Day 235: The Plan of Salvation in Jeremiah 50:4-5 (A Spurgeon Snapshot)

““In those days and in that time, declares the Lord, the people of Israel and the people of Judah shall come together, weeping as they come, and they shall seek the Lord their God. They shall ask the way to Zion, with faces turned toward it, saying, ‘Come, let us join ourselves to the Lord in an everlasting covenant that will never be forgotten.’”
‭‭Jeremiah‬ ‭50‬:‭4‬-‭5‬ ‭ESV‬‬

Through the Bible: Jeremiah 49-50

Every year, the Vacation Bible School (VBS) curriculum produced by LifeWay Christian Resources includes a CD of original songs to go with the theme. One of the songs always reinforces the plan of salvation. VBS veterans know it as the ABC song because of its clear presentation of what it takes to become a Christian:

  • A: Admit to God that you are a sinner, and repent
  • B: Believe Jesus is the only one that can save you
  • C: Commit your life to Jesus as your Savior and Lord.

But way before Vacation Bible School, Charles Spurgeon found a version of the “ABC’s” in Jeremiah 50:4-5. Only he would have called it the WSJ’s. Let’s break down these verses line by line and consider Spurgeon’s insights.


Verse 4 describes a day when “the people of Israel and the people of Judah shall come together, weeping as they come.” Spurgeon writes:

I will not believe that you are truly coming to God if there is not… a great sorrow for sin and a lamenting after the Lord. Can you imagine the Jews returning from captivity without bewailing the sins that drove them into the place of their exile? There must be tenderness toward God if we expect reconciliation with God.

Note on Jeremiah 50:4, The Spurgeon Study Bible

Spurgeon also points out the subtle detail of the Israelites and Judahites “coming together.” Remember that these two kingdoms had been at enmity with one another for over three hundred years. But reconciliation with God and reconciliation with others must go hand in hand. Jesus thought it so important that He taught, “If you are offering your gift at the altar and there remember your brother has something against you, leave your gift there at the altar. First, be reconciled with your brother, then come and offer your gift” (Matthew 5:23-24).


“They will seek the Lord their God. They will ask about Zion, turning their faces to this road” (v. 4b-5a)
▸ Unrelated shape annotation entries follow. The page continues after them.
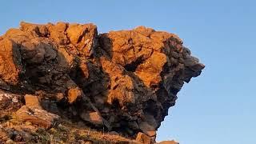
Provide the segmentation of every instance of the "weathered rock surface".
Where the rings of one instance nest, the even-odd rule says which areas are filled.
[[[203,68],[173,34],[138,26],[98,34],[94,24],[21,22],[0,39],[0,108],[14,107],[9,113],[31,122],[46,118],[38,124],[46,128],[58,114],[153,142],[184,82]]]

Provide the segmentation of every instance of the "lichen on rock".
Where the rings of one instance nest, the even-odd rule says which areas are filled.
[[[154,142],[184,82],[203,68],[177,35],[144,26],[98,34],[94,24],[22,22],[0,39],[0,89],[39,98],[47,128],[58,114]],[[18,114],[32,109],[18,102]]]

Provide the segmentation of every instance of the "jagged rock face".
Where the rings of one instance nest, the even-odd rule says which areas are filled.
[[[155,137],[184,82],[203,68],[176,35],[144,26],[98,34],[93,24],[21,22],[0,39],[2,90],[126,137]]]

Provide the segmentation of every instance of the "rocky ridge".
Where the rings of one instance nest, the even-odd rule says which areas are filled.
[[[68,119],[154,143],[184,82],[204,68],[178,36],[144,26],[20,26],[0,37],[1,123],[49,130]]]

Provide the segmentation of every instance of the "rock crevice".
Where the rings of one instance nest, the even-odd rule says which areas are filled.
[[[98,34],[94,24],[22,22],[0,39],[0,94],[21,99],[10,102],[18,114],[28,110],[24,95],[39,98],[53,117],[45,127],[60,116],[154,142],[184,82],[203,68],[177,35],[144,26]],[[4,108],[11,99],[2,95]]]

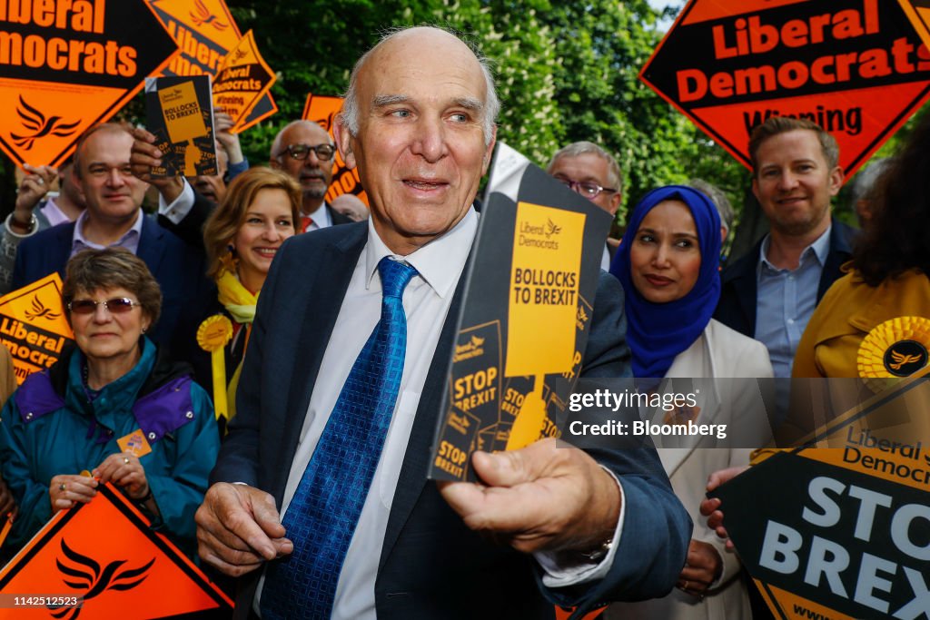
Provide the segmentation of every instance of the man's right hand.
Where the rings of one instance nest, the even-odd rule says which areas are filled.
[[[233,577],[294,550],[274,498],[246,484],[211,486],[194,520],[200,557]]]
[[[721,484],[729,482],[748,468],[748,466],[742,465],[714,471],[707,479],[708,492],[713,491]],[[724,511],[721,509],[722,506],[723,502],[718,498],[705,497],[700,503],[700,513],[707,517],[707,526],[714,530],[719,538],[724,538],[726,540],[726,548],[732,549],[733,541],[730,540],[729,534],[726,534],[726,528],[724,527]]]
[[[28,164],[23,165],[22,170],[25,175],[16,194],[12,221],[22,229],[28,229],[33,209],[48,191],[48,188],[58,177],[58,170],[50,165],[33,166]]]

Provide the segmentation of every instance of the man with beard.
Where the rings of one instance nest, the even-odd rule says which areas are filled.
[[[312,121],[288,123],[274,137],[271,155],[269,165],[296,178],[303,190],[298,232],[352,221],[324,201],[333,180],[336,146],[323,127]]]
[[[714,318],[767,348],[777,377],[791,362],[814,307],[849,259],[854,229],[832,221],[843,185],[836,140],[818,125],[771,117],[750,138],[752,193],[771,231],[727,267]]]

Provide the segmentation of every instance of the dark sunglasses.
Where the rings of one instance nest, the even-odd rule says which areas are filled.
[[[336,154],[336,147],[332,144],[317,144],[316,146],[310,146],[309,144],[291,144],[286,147],[278,157],[281,157],[285,152],[290,153],[290,156],[294,159],[304,160],[310,155],[310,152],[312,151],[316,153],[316,158],[321,162],[328,162]]]
[[[107,299],[105,301],[94,301],[93,299],[73,299],[68,302],[68,310],[74,314],[93,314],[97,311],[98,304],[103,304],[103,307],[106,308],[111,314],[126,314],[136,306],[141,307],[142,305],[138,301],[133,301],[129,297],[113,297],[113,299]]]

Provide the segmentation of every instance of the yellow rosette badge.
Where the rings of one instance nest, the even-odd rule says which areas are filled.
[[[232,337],[232,322],[222,314],[207,317],[197,328],[197,344],[210,354],[213,372],[213,406],[217,419],[222,416],[229,419],[229,402],[226,399],[226,360],[223,348]]]
[[[899,316],[875,326],[859,346],[859,376],[872,391],[887,382],[880,379],[910,376],[927,365],[930,319]]]

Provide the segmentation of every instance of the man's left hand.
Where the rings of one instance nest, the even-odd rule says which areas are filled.
[[[547,439],[522,450],[476,452],[472,465],[484,484],[443,482],[443,497],[470,528],[519,551],[591,551],[617,528],[618,483],[581,450]]]
[[[711,546],[700,540],[691,540],[688,546],[688,559],[678,577],[678,587],[698,598],[707,594],[711,584],[720,578],[724,562],[720,555]]]

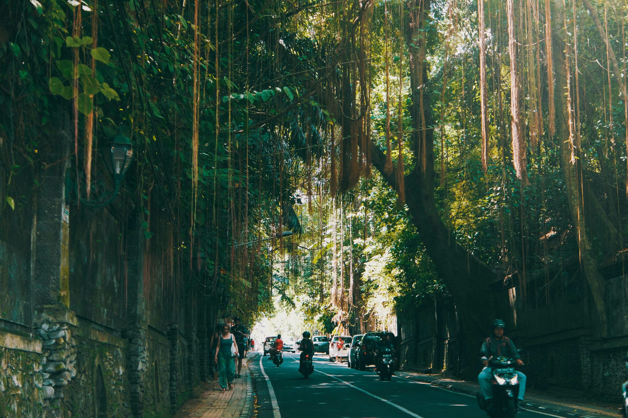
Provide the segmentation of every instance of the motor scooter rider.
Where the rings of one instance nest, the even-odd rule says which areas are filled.
[[[501,320],[495,320],[490,323],[493,330],[493,335],[484,340],[480,352],[483,355],[480,358],[484,365],[482,372],[478,375],[477,381],[480,384],[480,390],[484,399],[489,402],[492,402],[493,390],[490,386],[490,381],[493,379],[490,369],[489,368],[489,360],[492,357],[504,357],[514,358],[517,365],[523,365],[514,344],[507,337],[504,336],[504,328],[506,323]],[[519,375],[519,400],[523,400],[523,395],[526,393],[526,375],[517,371]]]
[[[274,342],[273,343],[273,347],[268,350],[268,352],[271,355],[271,361],[274,358],[275,355],[278,352],[280,352],[283,350],[283,340],[281,339],[281,334],[277,335],[277,338],[275,339]]]
[[[314,343],[310,339],[310,337],[311,334],[309,331],[306,331],[303,333],[303,338],[301,340],[301,344],[299,345],[299,350],[301,350],[301,360],[303,360],[306,354],[310,355],[310,358],[314,357]]]
[[[382,332],[381,334],[382,339],[377,343],[377,347],[375,349],[375,368],[377,370],[377,366],[379,365],[379,360],[381,357],[381,353],[383,351],[388,348],[391,352],[392,352],[392,357],[394,358],[394,368],[392,369],[392,374],[394,374],[394,370],[397,368],[397,352],[394,349],[394,343],[392,342],[392,339],[391,336],[386,333],[386,332]]]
When we become aware of our sin problem and our own helplessness to solve it, we seek a solution. We know from Acts 4:12 that “salvation is found in no one else, for there is no other name under heaven given to men by which we must be saved.” So the returning exiles got it right. They were seeking the Lord their God. Notice that they will “ask about Zion.” Keep in mind that after seventy years of exile, most of them had never seen Zion, so there is an earnest curiosity about where they are going. Spurgeon wrote:

It is clear from their asking that these seekers were teachable. They not only yielded to instruction, but they were eager to be taught… They do not raise questions by way of quibbling that they might have an excuse for sitting still. They question because they are downright earnest… They ask boldly, for they are not ashamed to be found inquiring.

Finally, these seekers “turn their faces to this road.” There is a commitment implied here. If you turn your face to one road, that means you are turning away from any other road. The same Jeremiah who spoke this word from God also spoke another word from God: “You will seek me and find me when you search for me with all your heart” (Jeremiah 29:13).


“They will come and join themselves to the Lord in a permanent covenant that will never be forgotten” (v. 5b).

The gospel demands a response. It isn’t enough to be sorry for your sins. It isn’t enough to seek information about God, or even to give intellectual assent to the reality of His existence (see James 2:19). The crucial step of salvation is to join yourself to the Lord. Here’s Spurgeon:

The mischief of our fallen state arose from our trying to be distinct and independent of God. This is a permanent covenant. An agreement? A promise? No! “Covenant” is the word. And their covenanting with God “will never be forgotten.”

There is a seriousness to joining oneself to God. If I use Super Glue to join two things together (such as a broken part back on to a toy, or, unfortunately, my hand to the tube of Super Glue), they are together to stay. One doesn’t go anywhere without the other. One can’t move without the other. To be joined with God means that we are no longer distinct or independent from Him. Beloved, this is so much more than raising your hand at VBS, praying a prayer, and then living the rest of your life the way you want to. It is joining yourself to God, finding your joy in God, and enjoying fellowship with God. And when we truly do this, it will never be forgotten. A permanent covenant provides eternal security.

I am so thankful that no matter where you dig in the pages of Scripture, you are going to hit gospel. You may not see it immediately, but it is there!

One other thing, though; and this is so important. This is not just another opportunity for you to marvel at the perfection of God’s Word. These words are for you. This is the plan of salvation. Have you repented of your sins? Have you sought Jesus and committed to His road and no other? Have you joined yourself to Him in permanent covenant? If not, don’t waste another moment. Come back from exile and walk the streets of Zion.